Immaculate Machine

    High on Jackson Hill


    Immaculate Machine’s Brooke Gallupe is a man of many suits. In addition to being chief songwriter, singer, and guitarist for Immaculate Machine’s High on Jackson Hill, Gallup is also a trained opera singer and a published comic artist and has even played with the symphony in his hometown of Victoria, British Columbia. All of which may be an indicator as to why High On Jackson Hill tends to feel a bit schizophrenic.


    Instead of relying on studio trickery, the members of Immaculate Machine opted for a DIY approach to the album — it was recorded in the empty house of Gallupe’s parents. The twelve songs warmly emit the love the members have invested into them. But this is an album that opts for many sounds and moods in lieu of cohesion, and that ultimately makes for an uneven listen.

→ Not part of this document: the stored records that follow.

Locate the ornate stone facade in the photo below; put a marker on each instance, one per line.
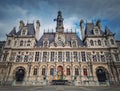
(92, 60)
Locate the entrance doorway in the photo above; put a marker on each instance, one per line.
(60, 72)
(19, 75)
(101, 75)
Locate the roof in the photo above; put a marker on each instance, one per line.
(51, 37)
(30, 28)
(13, 31)
(89, 29)
(2, 43)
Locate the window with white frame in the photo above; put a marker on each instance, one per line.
(67, 56)
(59, 56)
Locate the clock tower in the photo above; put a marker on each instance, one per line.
(59, 25)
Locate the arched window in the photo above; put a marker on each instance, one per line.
(9, 41)
(23, 32)
(99, 42)
(76, 72)
(68, 71)
(43, 71)
(105, 42)
(21, 43)
(52, 71)
(45, 43)
(28, 43)
(112, 41)
(84, 72)
(35, 71)
(91, 43)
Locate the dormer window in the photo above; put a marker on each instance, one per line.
(96, 31)
(21, 43)
(99, 42)
(112, 41)
(23, 32)
(45, 43)
(91, 43)
(74, 43)
(28, 43)
(9, 41)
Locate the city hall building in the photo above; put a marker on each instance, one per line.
(92, 60)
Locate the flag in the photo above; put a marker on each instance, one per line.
(55, 19)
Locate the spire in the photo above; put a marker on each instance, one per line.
(82, 28)
(59, 26)
(13, 31)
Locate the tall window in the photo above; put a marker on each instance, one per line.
(43, 71)
(36, 56)
(5, 56)
(99, 42)
(15, 43)
(84, 72)
(18, 58)
(21, 43)
(28, 43)
(116, 57)
(75, 56)
(23, 32)
(67, 56)
(83, 56)
(91, 43)
(35, 71)
(68, 71)
(45, 43)
(52, 56)
(74, 43)
(44, 56)
(112, 41)
(9, 41)
(52, 71)
(102, 58)
(105, 42)
(59, 56)
(26, 58)
(76, 72)
(94, 58)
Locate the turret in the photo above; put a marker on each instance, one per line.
(21, 25)
(82, 29)
(59, 26)
(98, 23)
(37, 30)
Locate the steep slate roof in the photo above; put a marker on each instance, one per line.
(2, 43)
(51, 37)
(13, 31)
(89, 29)
(30, 28)
(107, 31)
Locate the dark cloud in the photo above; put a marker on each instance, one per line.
(46, 10)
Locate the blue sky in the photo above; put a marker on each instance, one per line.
(12, 11)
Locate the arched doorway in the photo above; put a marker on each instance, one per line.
(20, 74)
(101, 74)
(60, 72)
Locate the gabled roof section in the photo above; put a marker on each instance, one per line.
(13, 31)
(89, 29)
(31, 29)
(51, 36)
(107, 31)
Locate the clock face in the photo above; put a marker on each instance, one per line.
(60, 40)
(60, 43)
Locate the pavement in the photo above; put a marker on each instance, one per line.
(59, 88)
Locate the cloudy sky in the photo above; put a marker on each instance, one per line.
(12, 11)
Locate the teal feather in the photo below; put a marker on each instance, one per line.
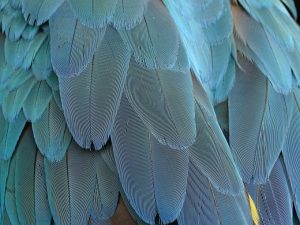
(14, 101)
(41, 205)
(273, 199)
(71, 51)
(128, 13)
(271, 59)
(4, 171)
(10, 133)
(257, 139)
(107, 188)
(37, 101)
(39, 11)
(94, 13)
(22, 52)
(151, 94)
(155, 181)
(41, 65)
(51, 133)
(149, 49)
(96, 92)
(70, 184)
(210, 152)
(291, 151)
(30, 32)
(24, 178)
(10, 193)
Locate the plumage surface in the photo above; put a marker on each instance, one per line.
(85, 98)
(257, 139)
(140, 112)
(151, 94)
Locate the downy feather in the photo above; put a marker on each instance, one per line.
(71, 51)
(164, 101)
(91, 100)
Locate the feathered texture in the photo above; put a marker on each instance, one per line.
(273, 199)
(151, 94)
(10, 133)
(39, 11)
(96, 93)
(210, 153)
(37, 101)
(143, 76)
(291, 151)
(155, 180)
(149, 49)
(51, 133)
(256, 138)
(71, 51)
(268, 56)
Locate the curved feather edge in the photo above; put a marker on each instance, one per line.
(257, 140)
(51, 133)
(71, 51)
(273, 199)
(149, 49)
(96, 93)
(164, 101)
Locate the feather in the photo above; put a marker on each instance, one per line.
(10, 194)
(16, 78)
(211, 153)
(21, 53)
(155, 181)
(37, 101)
(71, 51)
(164, 101)
(94, 13)
(272, 61)
(96, 93)
(221, 92)
(37, 12)
(70, 183)
(9, 135)
(107, 188)
(129, 13)
(291, 153)
(24, 178)
(29, 32)
(4, 171)
(14, 101)
(41, 205)
(51, 133)
(41, 65)
(273, 199)
(205, 205)
(257, 140)
(149, 49)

    Some of the strongest tracks are the acoustically driven ones, their strength partly due to the all-too-rare inclusion of founding member and current New Pornographer Kathryn Calder. “You Destroyer” finds Calder singing, “How can I make it clear? You are your own destroyer,” over melancholy washes of guitar and tambourine. The result is heartbreaking. Closer “Blurry Days” continues in this vein. Gallupe and Calder harmonize with convincing sincerity about embracing the uncertainty of life. Gallupe’s “I Know It’s Not Easy” culls the painterly landscapes of Calexico, with Convertino-reminiscent shades of percussion and brushed sneers kicking in around the three-minute mark, enhancing the somber mood of the song.


    High on Jackson Hill features its share of rockers, from the classic-rock riffs teeming over the excellent album opener, “Don’t Build the Bridge,” to the not so classic “Thank Me Later,” which chugs along passionlessly like a long-lost Shins throwaway. “Primary Colours,” a track originally written by Gallupe for his band Victoria, feels exceptionally out of place on this record, with chords plucked from the Clash and a bombastic vocal delivery from Gallupe. While fine enough on its own, this quirky punk anthem simply doesn’t belong here.


    And therein lies the personality crisis of Jackson Hill: The sole connecting thread for all these tunes is a band whose love for its craft just barely surpasses what a hodgepodge mess it often is.